"O Vazio Que Habita Em Nós"- V.P.D- Health Coach

"The Emptiness That Lives In Us" - VPD - Health Coach

🇧🇷🇺🇸🇪🇸

🇧🇷 - "The Emptiness that lives within us- "Happy ending (*moment)."
We need to talk about this."

I was reflecting on films the other day and how they usually end. I love the ones where the “ending” is “sad,” or “unexpected.” I know many people will think I'm being pessimistic, but the truth is I'm not. From a perspective as a health coach, I have to say that this “happy ending” that people are looking for, unfortunately, has led many people to a void, a deep “hole” of expectations and, consequently, frustrations.

The authors and creators of these stories that we see in cinemas have good intentions. I’m not going to say that they do this on purpose with the intention of “deceiving us”. Sometimes a “happy ending” can even help someone who is completely hopeless, or going through a difficult time. This is all valid. However, this also has its “side effects”, in the sense that many people spend years of their lives, always fighting and struggling to reach their “happy ending.”

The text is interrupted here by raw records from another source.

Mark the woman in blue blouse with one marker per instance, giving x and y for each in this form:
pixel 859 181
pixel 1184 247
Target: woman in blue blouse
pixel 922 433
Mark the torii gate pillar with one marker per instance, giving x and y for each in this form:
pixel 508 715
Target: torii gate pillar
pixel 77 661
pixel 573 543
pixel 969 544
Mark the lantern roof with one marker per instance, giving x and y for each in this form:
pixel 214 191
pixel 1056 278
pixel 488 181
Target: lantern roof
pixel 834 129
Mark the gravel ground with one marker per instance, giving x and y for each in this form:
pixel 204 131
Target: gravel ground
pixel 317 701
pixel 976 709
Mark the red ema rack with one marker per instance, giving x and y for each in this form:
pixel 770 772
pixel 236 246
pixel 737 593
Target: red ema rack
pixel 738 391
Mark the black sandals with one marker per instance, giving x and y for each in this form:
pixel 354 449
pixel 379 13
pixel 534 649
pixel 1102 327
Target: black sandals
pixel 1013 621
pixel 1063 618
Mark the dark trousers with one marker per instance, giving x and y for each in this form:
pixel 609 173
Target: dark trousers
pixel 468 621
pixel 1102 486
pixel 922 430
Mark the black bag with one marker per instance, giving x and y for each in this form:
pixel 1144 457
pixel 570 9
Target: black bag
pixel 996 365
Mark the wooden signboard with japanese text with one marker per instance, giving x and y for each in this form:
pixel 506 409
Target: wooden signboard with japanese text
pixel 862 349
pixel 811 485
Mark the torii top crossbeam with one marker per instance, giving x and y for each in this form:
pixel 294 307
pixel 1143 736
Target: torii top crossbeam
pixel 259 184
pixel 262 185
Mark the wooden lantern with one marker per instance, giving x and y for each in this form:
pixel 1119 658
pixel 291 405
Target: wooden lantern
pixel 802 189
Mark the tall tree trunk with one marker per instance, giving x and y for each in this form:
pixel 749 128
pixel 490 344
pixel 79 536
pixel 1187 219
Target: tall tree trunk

And that's exactly what I'm getting at: there is only one ending. And we already know what he's like. Are you really enjoying the moments of your life? That smile that appears on your face when you remember someone, that moment when you can be with the people you like, when you eat or do something that is good for you. When after a tiring day, you take a shower and lie down in your bed. Or when you have the opportunity to visit a place you like…? Can you put your cell phone aside and hug that person you care so much about? These are the “happy endings” that films show, but in reality, they are moments. And, moments are fleeting.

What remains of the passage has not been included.